Research talk:Autoconfirmed article creation trial/Work log/2017-08-17

From Meta, a Wikimedia project coordination wiki

Thursday, August 17, 2017[edit]

Today I'll continue some of the data analysis based on the historical data that we have.

Median time to reach autoconfirmed status[edit]

H4 hypothesizes that the median time to reach autoconfirmed status will not change. We've gathered data on when users who got autoconfirmed reached the threshold (at least ten edits and an account that's at least four days old). Calculating the median time to autoconfirmed by day of account registration results in the following plot:

As we can see, users who eventually reach autoconfirmed status will most likely reach the ten edit threshold in less than four days. This is mainly driven by non-autocreated accounts, because when we split the plot by type of account creation, we can easily see that autocreated accounts have a higher median time to reach autoconfirmed status:

The plot above would suggest that users who come to English Wikipedia from other wikis, and who make at least ten edits in the first 30 days, reach that threshold by making scattered edits. Those who create an account regularly and go on to make ten edits, are more likely to do it quickly. This might be driven by autocreated accounts being able to use the preview button?

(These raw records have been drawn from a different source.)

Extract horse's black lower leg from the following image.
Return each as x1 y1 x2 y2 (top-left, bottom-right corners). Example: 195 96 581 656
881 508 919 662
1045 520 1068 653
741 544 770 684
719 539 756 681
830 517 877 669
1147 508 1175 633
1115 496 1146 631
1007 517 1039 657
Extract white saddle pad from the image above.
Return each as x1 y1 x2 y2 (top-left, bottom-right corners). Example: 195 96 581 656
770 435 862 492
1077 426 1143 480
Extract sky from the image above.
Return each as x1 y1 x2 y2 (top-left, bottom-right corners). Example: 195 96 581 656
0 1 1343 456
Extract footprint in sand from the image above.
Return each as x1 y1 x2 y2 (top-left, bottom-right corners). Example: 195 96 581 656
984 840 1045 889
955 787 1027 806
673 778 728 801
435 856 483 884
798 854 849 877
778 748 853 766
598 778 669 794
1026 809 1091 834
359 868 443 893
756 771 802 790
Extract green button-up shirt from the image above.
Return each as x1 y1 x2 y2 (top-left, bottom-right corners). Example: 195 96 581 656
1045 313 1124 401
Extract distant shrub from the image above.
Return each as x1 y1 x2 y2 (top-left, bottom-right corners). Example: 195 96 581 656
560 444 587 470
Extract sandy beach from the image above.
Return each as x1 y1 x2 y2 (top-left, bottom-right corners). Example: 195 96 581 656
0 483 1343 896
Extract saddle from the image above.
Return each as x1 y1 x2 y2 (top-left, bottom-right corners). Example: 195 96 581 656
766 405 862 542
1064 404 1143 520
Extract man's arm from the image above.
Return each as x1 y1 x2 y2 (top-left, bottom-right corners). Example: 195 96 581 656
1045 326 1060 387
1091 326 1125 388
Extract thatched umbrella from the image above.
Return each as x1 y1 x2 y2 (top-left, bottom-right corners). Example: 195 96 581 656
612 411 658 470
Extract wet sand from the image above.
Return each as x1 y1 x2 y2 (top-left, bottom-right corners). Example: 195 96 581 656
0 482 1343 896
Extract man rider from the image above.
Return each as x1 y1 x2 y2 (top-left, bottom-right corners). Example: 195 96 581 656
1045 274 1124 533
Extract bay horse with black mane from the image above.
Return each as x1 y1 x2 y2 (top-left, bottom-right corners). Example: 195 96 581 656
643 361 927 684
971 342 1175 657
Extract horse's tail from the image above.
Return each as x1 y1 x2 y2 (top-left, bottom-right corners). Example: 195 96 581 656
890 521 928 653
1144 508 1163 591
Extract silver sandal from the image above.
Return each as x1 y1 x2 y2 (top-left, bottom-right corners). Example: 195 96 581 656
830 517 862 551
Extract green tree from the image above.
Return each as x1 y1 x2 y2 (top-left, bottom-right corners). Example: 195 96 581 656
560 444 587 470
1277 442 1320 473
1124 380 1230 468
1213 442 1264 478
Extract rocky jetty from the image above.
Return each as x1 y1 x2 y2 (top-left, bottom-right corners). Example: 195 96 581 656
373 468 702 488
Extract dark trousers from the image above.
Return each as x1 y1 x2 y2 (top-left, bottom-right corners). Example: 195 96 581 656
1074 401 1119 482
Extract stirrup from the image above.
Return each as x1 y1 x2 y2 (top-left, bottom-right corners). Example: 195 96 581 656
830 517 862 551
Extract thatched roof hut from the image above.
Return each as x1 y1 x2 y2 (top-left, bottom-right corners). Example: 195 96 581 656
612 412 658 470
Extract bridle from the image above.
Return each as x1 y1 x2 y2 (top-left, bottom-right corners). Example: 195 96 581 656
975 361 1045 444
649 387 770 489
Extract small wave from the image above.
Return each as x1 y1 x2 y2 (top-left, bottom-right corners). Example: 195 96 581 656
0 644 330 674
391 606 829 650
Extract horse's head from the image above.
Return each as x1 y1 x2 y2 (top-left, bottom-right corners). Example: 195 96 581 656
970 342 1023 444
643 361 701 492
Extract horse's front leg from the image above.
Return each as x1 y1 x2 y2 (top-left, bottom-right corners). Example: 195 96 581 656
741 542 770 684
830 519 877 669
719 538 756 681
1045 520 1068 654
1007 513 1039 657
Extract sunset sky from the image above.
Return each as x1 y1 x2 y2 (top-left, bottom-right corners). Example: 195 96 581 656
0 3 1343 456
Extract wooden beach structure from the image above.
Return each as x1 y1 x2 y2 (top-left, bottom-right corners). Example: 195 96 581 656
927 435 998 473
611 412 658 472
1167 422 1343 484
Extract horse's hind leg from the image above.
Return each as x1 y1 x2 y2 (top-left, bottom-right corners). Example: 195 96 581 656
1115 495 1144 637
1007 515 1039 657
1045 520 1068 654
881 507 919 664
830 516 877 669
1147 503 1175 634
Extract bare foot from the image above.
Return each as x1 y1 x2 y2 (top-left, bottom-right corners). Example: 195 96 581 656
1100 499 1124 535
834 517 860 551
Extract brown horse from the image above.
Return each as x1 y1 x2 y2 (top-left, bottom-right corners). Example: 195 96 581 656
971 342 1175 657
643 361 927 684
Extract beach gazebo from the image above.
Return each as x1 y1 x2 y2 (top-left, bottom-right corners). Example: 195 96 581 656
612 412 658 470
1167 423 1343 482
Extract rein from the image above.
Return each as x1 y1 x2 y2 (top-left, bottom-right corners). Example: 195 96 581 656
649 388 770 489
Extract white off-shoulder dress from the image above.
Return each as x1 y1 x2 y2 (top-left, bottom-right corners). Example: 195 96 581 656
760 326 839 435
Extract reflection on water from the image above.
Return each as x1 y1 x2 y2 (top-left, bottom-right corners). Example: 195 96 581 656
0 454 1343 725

Proportion of surviving new editors[edit]

H5 is interested in the proportion of surviving new editors, where a surviving editor is defined as one who makes at least one edit in their first week and at least one edit in their fifth week after registration. Historically, this proportion looks like this:

In yesterday's work log, we plotted the proportion of accounts that made at least one edit, and it looks very different from the plot above. Based on the survival plot, it appears that the survival rate might be somewhat lower recently than what is was back in 2009.

H5 is also interested in whether a user starts out by creating an article or not. That data is forthcoming, and we'll analyze it when we have it. In the meantime, we split the plot by type of account creation. The first plot below calculates the proportion of surviving editors based on total account registrations, which we know leads to a downwards slope for autocreated accounts because we saw in yesterday's analysis that they are less likely to make any edits. In the second plot, we calculate the surviving proportion based on those who make at least one edit in the first week.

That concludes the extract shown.